I can reproduce this

Starting validation on cluster-1676904778-m-2:
+ oozie admin -sharelibupdate  
Connection exception has occurred [ java.net.ConnectException Error while authenticating with endpoint: http://cluster-1676904778-m-2.c.cjac-2021-00.internal:11000/oozie/versions ]. 
Trying after 1 sec. Retry count = 1
Connection exception has occurred [ java.net.ConnectException Error while authenticating with endpoint: http://cluster-1676904778-m-2.c.cjac-2021-00.internal:11000/oozie/versions ]. 
Trying after 2 sec. Retry count = 2
Connection exception has occurred [ java.net.ConnectException Error while authenticating with endpoint: http://cluster-1676904778-m-2.c.cjac-2021-00.internal:11000/oozie/versions ]. Trying after 4 sec. Retry count = 3
Connection exception has occurred [ java.net.ConnectException Error while authenticating with endpoint: http://cluster-1676904778-m-2.c.cjac-2021-00.internal:11000/oozie/versions ]. Trying after 8 sec. Retry count = 4
java.net.ConnectException: Error while authenticating with endpoint: http://cluster-1676904778-m-2.c.cjac-2021-00.internal:11000/oozie/versions
cjac commented 1 year ago

I think the endpoint host needs to be the cluster name not the master node name.

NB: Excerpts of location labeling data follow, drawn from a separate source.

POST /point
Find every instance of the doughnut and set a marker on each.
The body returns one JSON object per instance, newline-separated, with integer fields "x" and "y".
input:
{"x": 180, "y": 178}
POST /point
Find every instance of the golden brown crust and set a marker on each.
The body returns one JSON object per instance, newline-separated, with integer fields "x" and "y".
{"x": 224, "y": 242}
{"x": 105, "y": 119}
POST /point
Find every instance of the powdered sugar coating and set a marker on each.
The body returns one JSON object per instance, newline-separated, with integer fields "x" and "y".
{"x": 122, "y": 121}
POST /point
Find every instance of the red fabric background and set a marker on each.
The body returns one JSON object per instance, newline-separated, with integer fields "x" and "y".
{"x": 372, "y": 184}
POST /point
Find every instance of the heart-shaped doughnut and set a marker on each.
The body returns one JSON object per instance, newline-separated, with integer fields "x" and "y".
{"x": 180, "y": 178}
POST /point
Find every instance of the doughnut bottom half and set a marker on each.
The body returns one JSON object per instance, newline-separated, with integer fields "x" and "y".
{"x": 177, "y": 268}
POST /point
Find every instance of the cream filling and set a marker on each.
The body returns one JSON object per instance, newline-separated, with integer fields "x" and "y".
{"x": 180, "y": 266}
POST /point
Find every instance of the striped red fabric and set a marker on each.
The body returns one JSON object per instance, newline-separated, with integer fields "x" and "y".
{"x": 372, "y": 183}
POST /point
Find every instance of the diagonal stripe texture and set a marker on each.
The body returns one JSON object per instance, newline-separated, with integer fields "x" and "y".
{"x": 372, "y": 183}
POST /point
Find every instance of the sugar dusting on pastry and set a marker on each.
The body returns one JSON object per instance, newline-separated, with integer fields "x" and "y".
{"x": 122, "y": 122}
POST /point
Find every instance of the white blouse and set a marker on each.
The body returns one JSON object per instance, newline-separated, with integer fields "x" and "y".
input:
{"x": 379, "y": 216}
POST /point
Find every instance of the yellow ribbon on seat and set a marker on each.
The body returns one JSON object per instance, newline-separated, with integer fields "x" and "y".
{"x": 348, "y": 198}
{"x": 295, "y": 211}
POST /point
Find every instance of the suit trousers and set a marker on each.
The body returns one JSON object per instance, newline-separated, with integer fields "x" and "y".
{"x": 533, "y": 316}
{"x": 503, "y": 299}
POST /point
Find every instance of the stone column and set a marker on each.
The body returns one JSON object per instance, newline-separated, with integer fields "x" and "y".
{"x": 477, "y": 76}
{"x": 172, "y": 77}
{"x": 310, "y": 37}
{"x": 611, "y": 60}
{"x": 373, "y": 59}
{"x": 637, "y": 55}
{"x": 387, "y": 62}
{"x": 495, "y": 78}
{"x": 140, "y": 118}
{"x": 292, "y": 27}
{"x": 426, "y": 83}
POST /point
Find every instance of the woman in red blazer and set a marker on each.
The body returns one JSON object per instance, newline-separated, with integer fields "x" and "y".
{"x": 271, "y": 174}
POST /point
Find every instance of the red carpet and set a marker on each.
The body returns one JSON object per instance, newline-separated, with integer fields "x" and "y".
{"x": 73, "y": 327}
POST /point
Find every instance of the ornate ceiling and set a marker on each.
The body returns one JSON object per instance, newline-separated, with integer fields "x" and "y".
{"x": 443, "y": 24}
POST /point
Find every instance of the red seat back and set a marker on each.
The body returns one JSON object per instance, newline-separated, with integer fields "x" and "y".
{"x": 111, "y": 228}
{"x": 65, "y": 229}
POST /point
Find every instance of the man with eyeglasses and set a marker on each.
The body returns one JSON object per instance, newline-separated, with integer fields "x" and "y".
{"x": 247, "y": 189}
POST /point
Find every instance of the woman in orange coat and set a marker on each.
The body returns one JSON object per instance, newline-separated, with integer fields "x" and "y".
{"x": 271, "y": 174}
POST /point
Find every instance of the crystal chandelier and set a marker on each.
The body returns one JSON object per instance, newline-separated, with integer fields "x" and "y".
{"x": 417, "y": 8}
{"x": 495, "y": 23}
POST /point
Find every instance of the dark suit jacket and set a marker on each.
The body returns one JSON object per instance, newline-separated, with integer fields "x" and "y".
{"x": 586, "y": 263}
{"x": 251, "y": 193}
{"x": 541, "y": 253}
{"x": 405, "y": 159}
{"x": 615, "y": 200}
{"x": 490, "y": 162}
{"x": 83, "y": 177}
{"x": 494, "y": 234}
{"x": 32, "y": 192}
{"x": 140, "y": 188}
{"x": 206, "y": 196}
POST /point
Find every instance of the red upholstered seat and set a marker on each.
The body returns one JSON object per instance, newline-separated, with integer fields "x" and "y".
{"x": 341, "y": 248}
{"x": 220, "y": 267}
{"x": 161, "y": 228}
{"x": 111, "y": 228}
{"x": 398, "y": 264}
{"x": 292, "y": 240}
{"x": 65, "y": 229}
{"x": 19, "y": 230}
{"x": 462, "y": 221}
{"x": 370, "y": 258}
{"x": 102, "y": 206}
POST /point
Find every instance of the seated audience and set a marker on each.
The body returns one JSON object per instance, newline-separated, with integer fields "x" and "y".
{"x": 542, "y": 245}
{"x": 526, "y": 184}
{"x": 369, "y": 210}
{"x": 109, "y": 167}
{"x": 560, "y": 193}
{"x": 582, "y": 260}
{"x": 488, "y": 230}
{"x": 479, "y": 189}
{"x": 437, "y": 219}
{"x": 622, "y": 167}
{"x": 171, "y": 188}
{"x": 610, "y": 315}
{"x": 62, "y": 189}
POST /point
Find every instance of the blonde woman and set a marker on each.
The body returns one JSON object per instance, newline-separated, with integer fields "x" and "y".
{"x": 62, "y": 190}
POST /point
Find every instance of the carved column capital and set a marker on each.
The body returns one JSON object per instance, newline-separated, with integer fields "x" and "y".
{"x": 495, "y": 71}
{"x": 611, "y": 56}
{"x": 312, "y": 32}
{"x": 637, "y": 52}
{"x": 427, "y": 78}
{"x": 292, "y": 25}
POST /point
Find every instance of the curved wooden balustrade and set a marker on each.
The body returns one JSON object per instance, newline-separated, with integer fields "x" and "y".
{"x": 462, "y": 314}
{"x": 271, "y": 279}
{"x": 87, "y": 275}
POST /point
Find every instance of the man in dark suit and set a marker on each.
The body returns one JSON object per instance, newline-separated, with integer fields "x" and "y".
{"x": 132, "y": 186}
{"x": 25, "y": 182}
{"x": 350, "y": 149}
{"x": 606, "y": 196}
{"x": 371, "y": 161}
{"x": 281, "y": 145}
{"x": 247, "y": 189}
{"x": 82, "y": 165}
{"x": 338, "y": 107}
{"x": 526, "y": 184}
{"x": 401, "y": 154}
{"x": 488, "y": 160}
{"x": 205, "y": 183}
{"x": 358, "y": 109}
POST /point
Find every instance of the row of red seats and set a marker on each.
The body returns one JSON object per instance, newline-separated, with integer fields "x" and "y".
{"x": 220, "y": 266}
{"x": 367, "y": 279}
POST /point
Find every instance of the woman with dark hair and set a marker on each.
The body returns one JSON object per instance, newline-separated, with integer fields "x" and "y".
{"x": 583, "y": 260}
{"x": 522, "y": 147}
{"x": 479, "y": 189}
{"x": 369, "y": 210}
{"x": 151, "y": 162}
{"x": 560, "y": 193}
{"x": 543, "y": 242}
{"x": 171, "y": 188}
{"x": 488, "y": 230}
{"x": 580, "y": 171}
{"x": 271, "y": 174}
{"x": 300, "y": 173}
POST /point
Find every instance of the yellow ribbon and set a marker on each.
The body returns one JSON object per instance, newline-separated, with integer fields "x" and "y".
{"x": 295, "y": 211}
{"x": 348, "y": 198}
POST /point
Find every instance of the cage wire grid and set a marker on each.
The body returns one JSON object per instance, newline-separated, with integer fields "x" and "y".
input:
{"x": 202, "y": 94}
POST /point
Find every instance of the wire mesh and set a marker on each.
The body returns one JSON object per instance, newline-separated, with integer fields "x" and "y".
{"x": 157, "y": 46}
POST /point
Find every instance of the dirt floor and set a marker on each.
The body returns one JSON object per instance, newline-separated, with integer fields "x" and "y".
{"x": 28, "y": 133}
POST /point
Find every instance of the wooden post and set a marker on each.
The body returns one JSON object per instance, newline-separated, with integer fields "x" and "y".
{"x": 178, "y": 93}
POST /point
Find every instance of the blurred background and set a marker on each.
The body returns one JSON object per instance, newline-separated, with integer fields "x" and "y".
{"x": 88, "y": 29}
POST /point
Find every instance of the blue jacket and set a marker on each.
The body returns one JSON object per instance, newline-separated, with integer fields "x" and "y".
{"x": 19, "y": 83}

in http://cluster-1676904778-m-2.c.cjac-2021-00.internal:11000/oozie/versions, the value cluster-1676904778-m-2 should instead be cluster-1676904778 I believe.

cjac commented 1 year ago

/gcbrun

cjac commented 1 year ago

well, that unexpectedly worked.

cjac commented 1 year ago

/gcbrun

cjac commented 1 year ago

/gcbrun

cjac commented 1 year ago

That one worked for all but 2.1-ubuntu20.

cjac commented 1 year ago

/gcbrun

cjac commented 1 year ago

/gcbrun

cjac commented 1 year ago

/gcbrun

cjac commented 1 year ago

I enabled rocky8 tests in the last run. 2.0 passed, but 2.1 is missing unzip and 1.5 didn't finish before the failure.

cjac commented 1 year ago

/gcbrun

cjac commented 1 year ago

/gcbrun

cjac commented 1 year ago

/gcbrun

cjac commented 1 year ago

/gcbrun

cjac commented 1 year ago

Okay. Kuldeep, if you can give me an LGTM, we can get this merged!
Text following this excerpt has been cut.